The results in tables 4 and 5 show that the MWARM-SRCCCI mining term set and association rule herein have less time than the comparative algorithm pnarnier, respectively, 51.92% and 74.74% in the case of a change in the support threshold (mc 0.07, mFr 0.06, mNr 0.001, mi 0.01, β 0.05) and a change in the combined parameter values, respectively, indicating that the algorithm mining efficiency herein is indeed improved.
Experiment four: mining performance for regular interestingness threshold changes
The experiment mainly verifies the validity of the interest degree threshold mi of the association rules of the algorithm, and the quantity of the mining matrix weighted association rules of the algorithm under the condition of mi change is shown in the table 6.

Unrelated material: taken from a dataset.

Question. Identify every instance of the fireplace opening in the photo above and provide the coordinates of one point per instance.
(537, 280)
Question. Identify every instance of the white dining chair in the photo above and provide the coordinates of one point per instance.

TABLE 6 number of rules mined by the algorithm herein when mi varies
mi |
AR1 |
AR2 |
AR3 |
AR4 |
0.01 |
1320 |
247 |
247 |
10838 |
0.03 |
1320 |
153 |
153 |
1096 |
0.05 |
1320 |
70 |
70 |
108 |
0.09 |
1320 |
0 |
0 |
0 |
0.80 |
1130 |
0 |
0 |
0 |
0.90 |
468 |
0 |
0 |
0 |
0.95 |
34 |
0 |
0 |
0 |
As can be seen from table 6, as the interestingness mi threshold increases, the number of association rules becomes smaller. It can be seen that the matrix-weighted positive-negative association rule pattern impact of mi is large, with negative association rules appearing only in the low-value portion of mi, and positive association rules affected in the high-value portion of mi.
Experiment five: item set pruning Performance analysis
In order to verify the effectiveness of the item set pruning strategy provided by the present disclosure, the pruning performance of the MWARM-SRCCCI algorithm is experimentally analyzed according to two cases, namely, the frequent item set association threshold mFr variation and the negative item set association threshold mNr variation, and the experimental results are shown in table 7 and table 8, where mFr and mNr are 0, and are cases without pruning function.
Tables 7 and 8 show that the more frequent and negative item sets are pruned as mFr and mNr increase, the more significant the pruning effect. At the same time, the mNr value is much smaller than the mFr value, indicating the advantage of setting a dual relevance threshold.
The experimental results show that compared with the experiments, the mining performance of the invention has good mining performance, compared with the existing mining algorithm, the mined candidate item set, frequent item set and negative item set, and the number of positive and negative association rule patterns are greatly reduced, the pruning effect is obvious, the mining time is greatly reduced, and the mining efficiency is greatly improved.